- Born: July 16, 1970 Homer, New York
- Died: June 22, 2024 (aged 53)
- Retired: 2019
- Debut season: 1985

Modified racing career
- Years active: 1988-2019
- Car number: 77X
- Championships: 11
- Wins: 189

Previous series
- 1985-1987 Wins: Mini-Stock 12

Championship titles
- 1994, 1995 NASCAR Mid-America and 1996 NASCAR New England Regional Champion 2012 DIRTcar 358 Modified Series Champion

= Dale Planck =

American Dirt Modified racing driver (1970–2024)

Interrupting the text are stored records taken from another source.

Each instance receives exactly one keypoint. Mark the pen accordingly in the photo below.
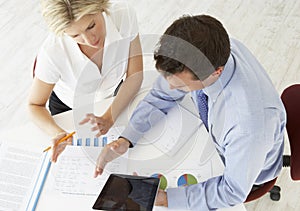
(61, 140)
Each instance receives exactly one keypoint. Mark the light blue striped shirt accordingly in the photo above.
(246, 121)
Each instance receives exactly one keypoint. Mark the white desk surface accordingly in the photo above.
(207, 166)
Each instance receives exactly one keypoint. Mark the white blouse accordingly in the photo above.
(61, 62)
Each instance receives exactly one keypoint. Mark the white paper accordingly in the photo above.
(73, 173)
(19, 171)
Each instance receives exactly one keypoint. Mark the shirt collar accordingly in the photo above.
(112, 33)
(214, 90)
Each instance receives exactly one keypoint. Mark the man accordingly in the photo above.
(237, 103)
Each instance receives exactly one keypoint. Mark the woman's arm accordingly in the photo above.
(132, 83)
(38, 97)
(128, 89)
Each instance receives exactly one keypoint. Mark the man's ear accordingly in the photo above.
(218, 71)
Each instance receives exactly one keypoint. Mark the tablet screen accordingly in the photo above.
(127, 192)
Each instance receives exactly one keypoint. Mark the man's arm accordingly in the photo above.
(150, 110)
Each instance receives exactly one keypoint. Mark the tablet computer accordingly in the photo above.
(127, 192)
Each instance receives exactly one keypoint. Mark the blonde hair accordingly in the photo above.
(59, 14)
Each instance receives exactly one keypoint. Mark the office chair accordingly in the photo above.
(291, 100)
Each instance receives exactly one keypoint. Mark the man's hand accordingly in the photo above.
(161, 198)
(58, 149)
(101, 124)
(110, 152)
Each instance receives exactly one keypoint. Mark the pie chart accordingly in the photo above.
(186, 179)
(163, 181)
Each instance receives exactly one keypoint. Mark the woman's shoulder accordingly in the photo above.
(124, 18)
(121, 10)
(56, 45)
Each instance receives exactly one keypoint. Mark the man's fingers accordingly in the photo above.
(85, 120)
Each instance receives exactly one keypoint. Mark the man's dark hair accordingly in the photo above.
(199, 43)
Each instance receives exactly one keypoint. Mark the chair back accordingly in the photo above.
(291, 100)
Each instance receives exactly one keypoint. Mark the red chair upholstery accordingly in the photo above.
(33, 68)
(291, 100)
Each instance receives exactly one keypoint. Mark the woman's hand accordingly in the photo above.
(161, 198)
(101, 124)
(109, 153)
(57, 149)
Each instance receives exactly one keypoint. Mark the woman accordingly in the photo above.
(91, 39)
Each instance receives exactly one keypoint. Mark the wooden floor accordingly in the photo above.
(270, 28)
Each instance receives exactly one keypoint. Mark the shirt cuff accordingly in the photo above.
(131, 134)
(177, 198)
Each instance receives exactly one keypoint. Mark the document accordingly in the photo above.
(73, 173)
(22, 175)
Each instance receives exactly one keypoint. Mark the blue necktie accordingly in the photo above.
(202, 106)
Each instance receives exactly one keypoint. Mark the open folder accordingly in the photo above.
(23, 173)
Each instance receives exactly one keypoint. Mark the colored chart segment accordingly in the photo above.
(186, 179)
(163, 181)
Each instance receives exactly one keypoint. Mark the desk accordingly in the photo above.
(144, 159)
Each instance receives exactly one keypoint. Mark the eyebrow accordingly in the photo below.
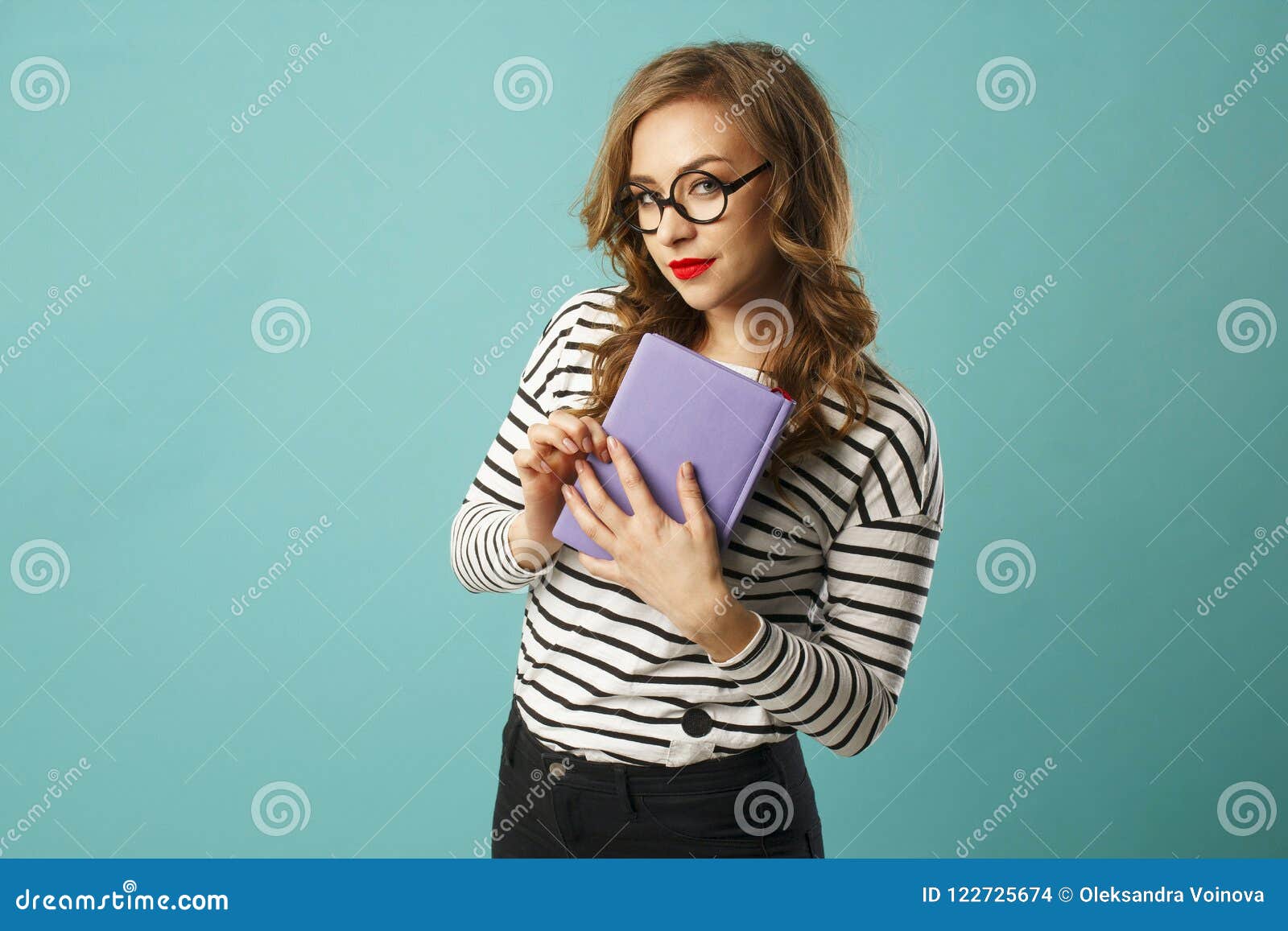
(696, 164)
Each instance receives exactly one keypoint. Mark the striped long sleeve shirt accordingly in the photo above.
(837, 576)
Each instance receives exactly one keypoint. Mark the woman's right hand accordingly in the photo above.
(547, 465)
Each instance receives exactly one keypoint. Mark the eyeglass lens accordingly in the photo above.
(701, 196)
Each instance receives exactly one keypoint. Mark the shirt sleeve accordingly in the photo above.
(480, 554)
(841, 684)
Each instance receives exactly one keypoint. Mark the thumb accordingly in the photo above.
(691, 493)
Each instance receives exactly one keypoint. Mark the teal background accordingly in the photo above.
(414, 216)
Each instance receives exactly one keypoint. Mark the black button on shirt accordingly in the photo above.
(696, 723)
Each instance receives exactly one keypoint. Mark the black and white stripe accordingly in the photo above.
(839, 575)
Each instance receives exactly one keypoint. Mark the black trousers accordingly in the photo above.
(551, 802)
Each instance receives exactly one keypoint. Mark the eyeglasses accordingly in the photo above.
(697, 196)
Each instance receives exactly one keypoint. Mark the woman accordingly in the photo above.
(660, 695)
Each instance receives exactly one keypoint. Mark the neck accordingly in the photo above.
(733, 339)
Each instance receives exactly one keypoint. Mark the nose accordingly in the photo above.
(674, 229)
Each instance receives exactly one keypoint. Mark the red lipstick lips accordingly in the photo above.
(691, 268)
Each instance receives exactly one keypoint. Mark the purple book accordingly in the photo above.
(678, 405)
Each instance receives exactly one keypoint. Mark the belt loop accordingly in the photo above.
(774, 755)
(625, 789)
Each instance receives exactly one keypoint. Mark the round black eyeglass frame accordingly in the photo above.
(663, 203)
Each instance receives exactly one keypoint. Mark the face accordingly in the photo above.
(667, 141)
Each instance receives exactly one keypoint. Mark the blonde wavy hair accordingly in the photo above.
(811, 225)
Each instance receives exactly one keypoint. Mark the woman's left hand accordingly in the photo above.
(671, 566)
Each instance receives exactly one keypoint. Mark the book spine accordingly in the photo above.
(766, 450)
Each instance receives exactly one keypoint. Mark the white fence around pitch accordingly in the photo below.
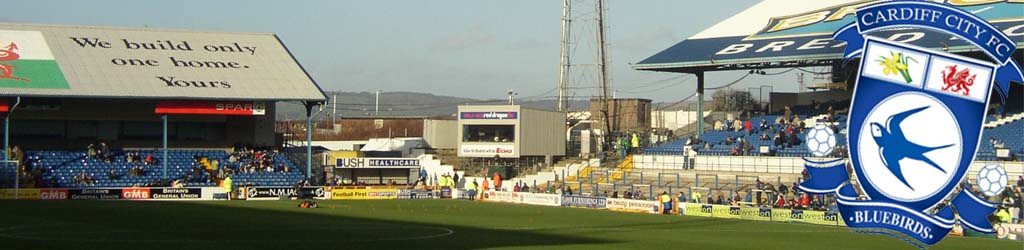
(769, 164)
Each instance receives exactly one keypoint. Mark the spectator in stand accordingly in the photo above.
(794, 139)
(779, 141)
(745, 148)
(92, 152)
(1019, 204)
(471, 190)
(104, 152)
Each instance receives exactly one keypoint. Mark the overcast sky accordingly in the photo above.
(470, 48)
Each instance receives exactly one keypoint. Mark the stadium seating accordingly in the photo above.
(60, 167)
(716, 139)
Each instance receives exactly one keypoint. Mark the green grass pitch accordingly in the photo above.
(406, 224)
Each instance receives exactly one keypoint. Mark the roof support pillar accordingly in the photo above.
(165, 160)
(700, 83)
(309, 139)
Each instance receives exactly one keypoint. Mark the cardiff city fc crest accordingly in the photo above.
(914, 124)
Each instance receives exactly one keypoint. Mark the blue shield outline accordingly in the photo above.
(969, 115)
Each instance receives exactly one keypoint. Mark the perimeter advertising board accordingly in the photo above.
(270, 193)
(753, 213)
(94, 194)
(701, 210)
(23, 194)
(541, 199)
(359, 162)
(499, 196)
(582, 201)
(416, 194)
(100, 61)
(1010, 232)
(365, 194)
(633, 205)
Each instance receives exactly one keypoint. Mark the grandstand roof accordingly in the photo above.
(129, 63)
(798, 33)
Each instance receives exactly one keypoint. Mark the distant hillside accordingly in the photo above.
(413, 103)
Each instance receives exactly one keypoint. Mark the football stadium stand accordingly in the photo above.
(66, 169)
(999, 132)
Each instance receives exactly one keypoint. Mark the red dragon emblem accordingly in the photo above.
(8, 54)
(957, 80)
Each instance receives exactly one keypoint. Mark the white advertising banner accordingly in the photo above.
(541, 199)
(633, 205)
(503, 150)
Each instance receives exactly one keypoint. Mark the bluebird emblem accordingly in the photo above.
(893, 144)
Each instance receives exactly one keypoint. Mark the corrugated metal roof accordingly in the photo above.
(795, 33)
(125, 63)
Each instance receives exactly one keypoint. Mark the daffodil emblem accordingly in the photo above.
(896, 64)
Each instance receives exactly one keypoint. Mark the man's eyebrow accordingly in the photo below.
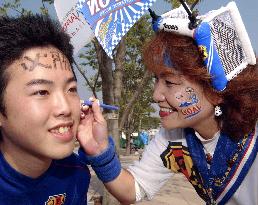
(39, 82)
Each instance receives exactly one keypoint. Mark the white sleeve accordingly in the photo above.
(149, 173)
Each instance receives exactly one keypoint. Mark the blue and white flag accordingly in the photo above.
(111, 19)
(74, 23)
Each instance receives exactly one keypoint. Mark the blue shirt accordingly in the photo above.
(66, 182)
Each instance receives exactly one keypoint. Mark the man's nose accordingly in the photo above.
(61, 105)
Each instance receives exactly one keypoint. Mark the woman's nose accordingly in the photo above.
(158, 95)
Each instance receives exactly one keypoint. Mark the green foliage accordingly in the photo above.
(14, 7)
(134, 70)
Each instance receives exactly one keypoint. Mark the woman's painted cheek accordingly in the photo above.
(191, 105)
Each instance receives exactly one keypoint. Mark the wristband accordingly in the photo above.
(106, 165)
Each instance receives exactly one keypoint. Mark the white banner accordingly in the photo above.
(74, 23)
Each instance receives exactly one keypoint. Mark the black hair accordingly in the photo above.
(18, 34)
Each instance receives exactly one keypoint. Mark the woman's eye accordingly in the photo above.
(41, 92)
(169, 83)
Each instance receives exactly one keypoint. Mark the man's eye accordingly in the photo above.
(73, 90)
(41, 92)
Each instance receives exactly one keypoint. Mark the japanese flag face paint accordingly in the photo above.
(190, 103)
(182, 102)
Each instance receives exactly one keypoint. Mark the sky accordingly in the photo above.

Dale Planck (July 16, 1970 – June 22, 2024) was an American Dirt Modified racing driver, credited with over 200 career wins at tracks in the Mid-Atlantic (United States) and two Canadian provinces.

==Racing career==
Planck began his racing career in 1985 in a 4-cylinder mini-mod at Dundee Speedway, New York, and by 1988, he had moved to the 358-modified class. He was soon competing successfully at the toughest venues in the Northeast, including Big Diamond Speedway (Pottsville) and Kutztown Speedway in Pennsylvania; Afton Park Speedway, Brewerton Speedway, Canandaigua Speedway, Orange County Fair Speedway (Middletown), Rolling Wheels Raceway (Elbridge), the Syracuse Mile, and the Weedsport Speedway in New York; Hagerstown Speedway, Maryland; and Merrittville Speedway in Thorold, Ontario.

Planck won the first of three consecutive NASCAR regional modified championships in 1994, captured the 2009 and 2012 DIRTcar 358-Modified touring series, and was the Mr. Dirt 358-modified titlist in 2012. Along the way, he claimed track championships at Fulton Speedway and Utica-Rome Speedway (Vernon) in New York.

Planck was inducted into the New York State Stock Car Association Hall of Fame with the class of 2024 and the Northeast Dirt Modified Hall of Fame in 2025.

Plank died on June 22, 2024, at the age of 53.